Coordinate Transformation

The pipeline includes a coordinate mirroring step to align the segmentation coordinates with the spatial data coordinate system:

@staticmethod
def mirror_y0(geom):
    """Mirror a polygon geometry across the x-axis (y=0).

    Flips polygon coordinates vertically by negating y-values. Used to
    correct coordinate system orientation differences between image and
    spatial coordinate systems.

    Args:
        geom (shapely.geometry.Polygon or other): Input geometry to mirror.

    Returns:
        shapely.geometry: Mirrored geometry of the same type as input.
            If input is not a Polygon, returns input unchanged.

    Example:
        Point (x, y) becomes (x, -y)
    """
    return type(geom)([
        (x, -y) for x, y in geom.exterior.coords
    ]) if geom.geom_type == "Polygon" else geom

Advanced Filtering Examples

Basic Filtering

# Use default settings (median_div2 area, convexity deficit < 0.20)
cleaned_masks = filter_cell_by_regionprops(masks)

Strict Filtering (Remove More Artifacts)

# Remove elongated cells, irregular shapes, and half-moons
cleaned_masks = filter_cell_by_regionprops(
    masks,
    max_eccentricity=0.90,           # Remove very elongated cells
    min_compactness=0.55,             # Remove irregular shapes
    max_convexity_deficit=0.15,      # Remove concave/half-moon cells
    max_perimeter_area_ratio=5.0,    # Remove cells with irregular perimeter
    verbose=True
)

Permissive Filtering (Keep More Cells)

# Keep more cells, only remove extreme artifacts
cleaned_masks = filter_cell_by_regionprops(
    masks,
    min_area='median_div2',
    min_absolute_area=30,             # Lower minimum size
    max_convexity_deficit=0.30,      # Allow more concavity
    verbose=True
)

Custom Area Filtering

# Use percentile-based area filtering
cleaned_masks = filter_cell_by_regionprops(
    masks,
    min_area=10,                      # Keep cells above 10th percentile
    max_area=2000,                    # Remove very large cells
    area_std_filter=2.5,              # Remove area outliers beyond 2.5σ
    verbose=True
)

Debugging

# Save debug image and see detailed statistics
cleaned_masks = filter_cell_by_regionprops(
    masks,
    save_debug=True,
    verbose=True
)
# Creates "cleaned_mask.png" for visual inspection

Understanding Filter Statistics

When verbose=True, the function prints detailed statistics:

Shape Statistics:

  • Area distribution (range, mean, median, std)

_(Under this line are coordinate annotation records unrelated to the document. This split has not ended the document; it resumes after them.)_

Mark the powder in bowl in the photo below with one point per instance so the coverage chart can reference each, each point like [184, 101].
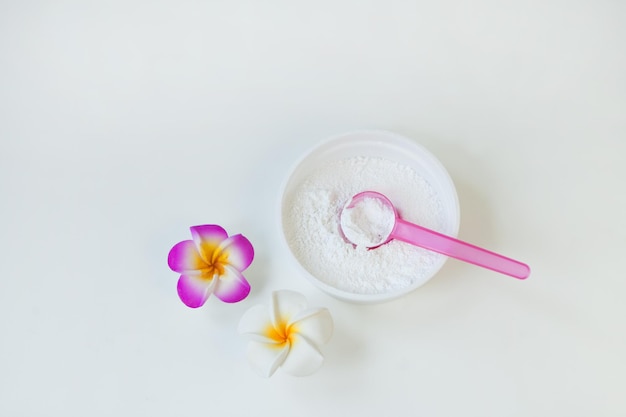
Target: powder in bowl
[327, 177]
[312, 225]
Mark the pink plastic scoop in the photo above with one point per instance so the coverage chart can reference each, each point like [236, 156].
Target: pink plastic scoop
[369, 219]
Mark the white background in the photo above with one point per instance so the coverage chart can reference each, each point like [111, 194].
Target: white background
[122, 123]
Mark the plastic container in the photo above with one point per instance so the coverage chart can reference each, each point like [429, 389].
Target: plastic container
[381, 145]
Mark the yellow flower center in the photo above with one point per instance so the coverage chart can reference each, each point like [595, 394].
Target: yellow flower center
[216, 264]
[282, 333]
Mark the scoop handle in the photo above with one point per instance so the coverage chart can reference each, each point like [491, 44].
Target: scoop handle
[437, 242]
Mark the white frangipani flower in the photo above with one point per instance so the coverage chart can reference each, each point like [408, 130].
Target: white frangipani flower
[286, 335]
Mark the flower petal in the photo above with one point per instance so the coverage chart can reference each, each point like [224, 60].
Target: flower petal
[285, 305]
[255, 324]
[240, 251]
[194, 290]
[184, 257]
[231, 286]
[207, 238]
[266, 358]
[303, 358]
[315, 324]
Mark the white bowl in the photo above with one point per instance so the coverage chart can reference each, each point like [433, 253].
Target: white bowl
[319, 184]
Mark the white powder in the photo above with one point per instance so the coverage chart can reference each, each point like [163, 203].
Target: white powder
[311, 225]
[367, 222]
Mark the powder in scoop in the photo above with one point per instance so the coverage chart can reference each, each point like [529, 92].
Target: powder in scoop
[367, 222]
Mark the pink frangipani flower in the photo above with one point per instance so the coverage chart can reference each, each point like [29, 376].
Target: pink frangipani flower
[211, 263]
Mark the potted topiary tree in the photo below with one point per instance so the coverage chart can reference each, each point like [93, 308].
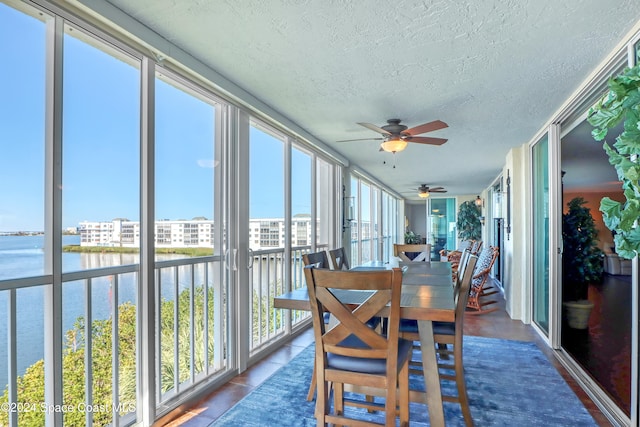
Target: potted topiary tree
[582, 262]
[468, 223]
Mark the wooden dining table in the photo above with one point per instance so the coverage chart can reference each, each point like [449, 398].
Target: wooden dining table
[427, 296]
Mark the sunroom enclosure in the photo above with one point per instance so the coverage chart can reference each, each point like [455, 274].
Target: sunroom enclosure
[197, 211]
[138, 151]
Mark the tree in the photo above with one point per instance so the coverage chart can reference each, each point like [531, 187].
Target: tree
[468, 223]
[581, 257]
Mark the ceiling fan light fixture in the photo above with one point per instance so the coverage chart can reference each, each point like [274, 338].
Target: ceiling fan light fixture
[394, 145]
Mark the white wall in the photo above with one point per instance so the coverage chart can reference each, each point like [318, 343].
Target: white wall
[516, 277]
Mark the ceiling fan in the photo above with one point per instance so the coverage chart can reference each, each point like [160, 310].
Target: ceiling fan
[396, 135]
[424, 190]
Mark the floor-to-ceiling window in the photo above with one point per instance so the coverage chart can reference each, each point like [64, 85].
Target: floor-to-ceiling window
[442, 217]
[373, 224]
[22, 191]
[267, 232]
[603, 346]
[540, 212]
[100, 194]
[192, 310]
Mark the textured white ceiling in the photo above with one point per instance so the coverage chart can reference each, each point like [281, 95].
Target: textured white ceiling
[495, 71]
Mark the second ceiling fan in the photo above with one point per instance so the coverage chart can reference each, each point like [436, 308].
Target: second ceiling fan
[424, 190]
[396, 135]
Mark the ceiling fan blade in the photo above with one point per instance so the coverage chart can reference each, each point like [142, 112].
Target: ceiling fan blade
[375, 128]
[361, 139]
[426, 140]
[427, 127]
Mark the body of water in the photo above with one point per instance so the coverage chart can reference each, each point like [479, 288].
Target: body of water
[23, 256]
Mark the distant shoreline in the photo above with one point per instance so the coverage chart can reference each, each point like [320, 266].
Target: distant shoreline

  • Eccentricity distribution

  • Compactness distribution (key for identifying irregular shapes)

  • Solidity and convexity deficit (key for identifying concave cells)

  • Perimeter/area ratio (key for identifying fragmented cells)

  • Extent distribution (bounding box filling)

Filtering Results:

  • Number and percentage of regions that passed

  • Statistics for valid regions only

  • Rejection breakdown by category (e.g., “High Convexity Deficit: 45 (12.3%)”)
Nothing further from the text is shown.